Cependant, la théorie du commerce, tout comme le commerce, ne sert pas à grand-chose si elle est une fin en soi. La théorie n'est utile que si elle éclaire les politiques et le commerce n'est utile que s'il améliore la condition humaine. Et, de ces deux points de vue, le réalisme et l'honnêteté intellectuelle exigent que nous tenions compte des coûts et des aspects politiques liés au commerce. Si toute cette histoire se résumait à dire du début jusqu'à la fin que le commerce est salutaire pour tous, purement et simplement, et que plus on en fait mieux cela vaut, alors les gouvernements ne manqueraient pas d'y souscrire d'eux-mêmes, sans poser de questions. Et il n'y aurait certainement nul besoin d'avoir un Accord de l'OMC pour gérer les relations commerciales internationales!

Coûts et aspects politiques du commerce

Déjà du temps de Ricardo, nous avions compris que le commerce fait des gagnants et des perdants. Il agit sur la répartition des revenus au sein des sociétés. Par exemple, les théories classiques prédisent que quand les pays industrialisés importent des produits à forte composante en main d'œuvre provenant des économies émergentes dotées d'une abondance de travailleurs peu qualifiés, il en résulte une baisse de la demande de main-d'œuvre peu qualifiée, donc des salaires de cette main-d'œuvre, dans le monde industrialisé.

D'une manière plus générale, Paul Samuelson nous a rappelé dans un article important écrit en 2004, utilisant un cadre typiquement ricardien, que la croissance de la productivité dans un pays pouvait compromettre les chances d'exporter d'un autre pays, réduisant ainsi les revenus dans ce dernier.

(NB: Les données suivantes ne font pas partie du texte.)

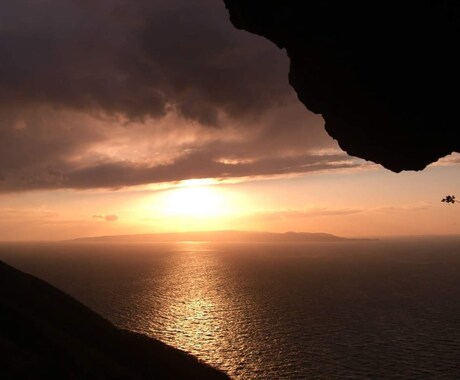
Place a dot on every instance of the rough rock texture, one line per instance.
(384, 74)
(46, 334)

Cet argument et certaines de ses variantes ont fait naître un regain d'intérêt pour l'évolution des inégalités dans les pays industrialisés et pour le rôle du commerce dans cette évolution.

S'il est vrai que la littérature récente s'accorde à dire que d'autres forces, tout particulièrement le changement technologique, ont joué un rôle assez important dans la modification de la répartition des revenus, il ne fait aucun doute que le commerce peut contribuer aux inégalités salariales. Ce n'est toutefois pas un argument en faveur des mesures de protection, ni une raison de tourner le dos à l'ouverture commerciale. Ce serait plutôt une fort bonne raison de remédier aux tensions sociales résultant des inégalités, que ce soit par la fourniture de services de base par le secteur public destinés, par exemple, à améliorer les possibilités d'éducation et de formation, que ce soit par la voie d'une réforme budgétaire.

Une deuxième source de coûts associés au commerce est l'ajustement structurel qu'exige inévitablement l'ouverture commerciale. Certains secteurs, certaines entreprises ou certains individus tirent parti du commerce, alors que d'autres doivent s'adapter aux nouvelles réalités de la concurrence, en changeant d'activité s'ils le peuvent. De plus, le commerce, surtout lorsqu'il est associé à la délocalisation, peut accroître les incertitudes. Cela fait sans doute augmenter l'inquiétude quant aux vertus de la mondialisation, en général, et du commerce, en particulier.

Il n'empêche que les pays qui passent à côté des possibilités de production internationale risquent de rester en marge de la mondialisation. Les décisions de délocalisation des entreprises sont fortement influencées par la qualité du cadre institutionnel, les coûts d'établissement d'une entreprise et la qualité de l'infrastructure. Si ces questions ne sont pas résolues, la participation des pays à faible revenu aux réseaux de production sera probablement limitée, malgré leur avantage au niveau des prix des facteurs. Être laissé pour compte est sans doute bien pire qu'essayer de gérer le changement et les pertes localisées, dans un contexte de gains généralisés.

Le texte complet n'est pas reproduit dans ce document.